El idioma inglés diferencia entre loneliness y solitude. El español solo tiene una palabra: soledad. Pero es fácil entender que no es lo mismo sentirse solo que disfrutar de un aislamiento voluntario.
Jacqueline Olds, profesora de Psiquiatría en la Universidad de Harvard, lleva décadas escribiendo sobre el asunto. Y denunciando lo que llama “el culto a la actividad”. “Toda esa gente que llena su tiempo con el trabajo, el gimnasio, los eventos sociales, las tiendas, van a tener ahora una situación complicada cuando tengan que manejar su propia soledad”, dice.
—¿Y cuál es el remedio?
—Hay un fabuloso psicólogo en Estados Unidos, de origen húngaro, llamado Mihály Csíkszentmihály, que escribió hace 25 años un libro llamado Flow (Flujo). Algunas personas tienen un par de veces al día lo que él llama flow experiences (la traducción más aproximada sería la de momentos en los que te dejas llevar). Son situaciones en las que disfrutas tanto lo que estás haciendo que el tiempo parece detenerse y podrías estar toda la vida así. La mayoría de nosotros tenemos una o dos cosas que nos gustan. Otros no. Y van a tener que encontrar aquello que dé contenido a su tiempo— defiende Olds.
Todas estas recetas, admite la profesora, pierden mucho sentido cuando cae sobre las personas una avalancha en forma de ruina económica. Cuando la pobreza entra por la puerta, la felicidad se va por la ventana. “Lo sé, es duro e injusto. Mucho más en Estados Unidos, que no tiene la red de asistencia social de Europa. Ojalá hubiera una gran solución, más allá de las pequeñas respuestas de los cientos de ONG”, dice.
Pero en la medida en que el problema al que haya que enfrentarse sea el de la soledad, ambas profesoras insisten en ver una oportunidad brillante en el hecho de poder redescubrir el valor de la comunicación humana. Robinson sugiere un pequeño juego lleno de anticipación. Cada vez que venga a la cabeza alguna de las cosas que el aislamiento impide (tomar un café o quedar a comer con un amigo, visitar algún lugar concreto) debe escribirse una pequeña nota, aplastarla en una bola de papel y guardarla en un tarro. Y esperar al momento en que todo acabe, para que una mano inocente saque la primera bola y comencemos a cumplir anhelos. “Incluso aquellos que normalmente se sienten solos, he descubierto estos días, tienen mejor ánimo.

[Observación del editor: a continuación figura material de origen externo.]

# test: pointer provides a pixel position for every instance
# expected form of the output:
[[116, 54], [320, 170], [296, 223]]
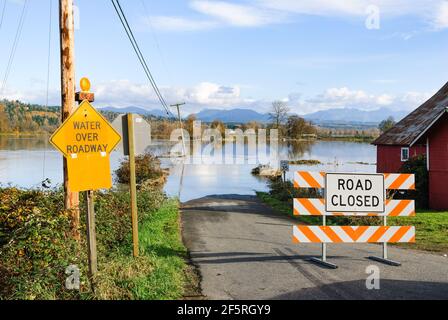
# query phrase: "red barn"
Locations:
[[423, 131]]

Creen que, por una vez, todos estamos en el mismo barco”, apunta Olds. “El hecho de que, al final, nos juntemos todos en una misma batalla que no es otra que el de salvar la vida humana, aunque estemos solos en nuestras casas, es algo maravilloso”, asegura.

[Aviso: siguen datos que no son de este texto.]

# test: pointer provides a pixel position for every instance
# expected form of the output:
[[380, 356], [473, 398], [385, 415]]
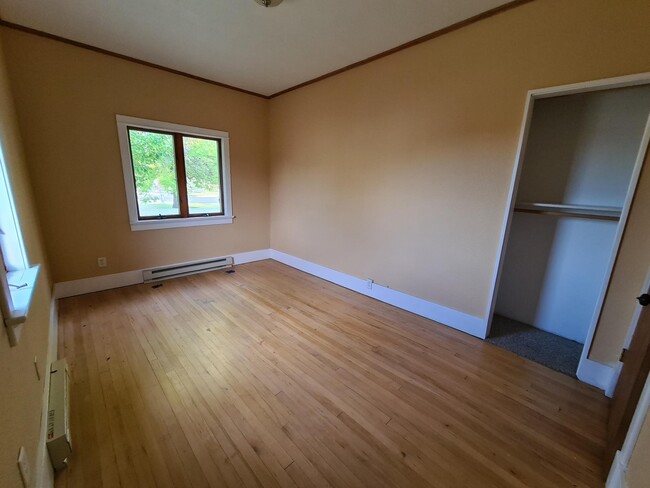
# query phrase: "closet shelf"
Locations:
[[562, 210]]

La soledad afecta especialmente a la gente mayor, pero atormenta mucho más a los jóvenes, como demostró en 2010 una encuesta de la Fundación para la Salud Mental del Reino Unido. Hasta un 36% de las personas entre 18 y 34 años admitían un estado de tristeza. Y a los inmigrantes, y a los desempleados, y a las madres o padres solteros, y a las personas con problemas mentales, y paradójicamente, a aquellos que se dedican a atender a los dependientes. Ahora el coronavirus ha hecho que la soledad afecte a mucha más gente, aunque viva acompañada. Y amenaza con agravar esta epidemia oculta, pero puede ser el inicio de su solución. Aproximarse al abismo por unas semanas puede ser un modo de entender lo que supone vivir cada día asomado a él de un modo crónico.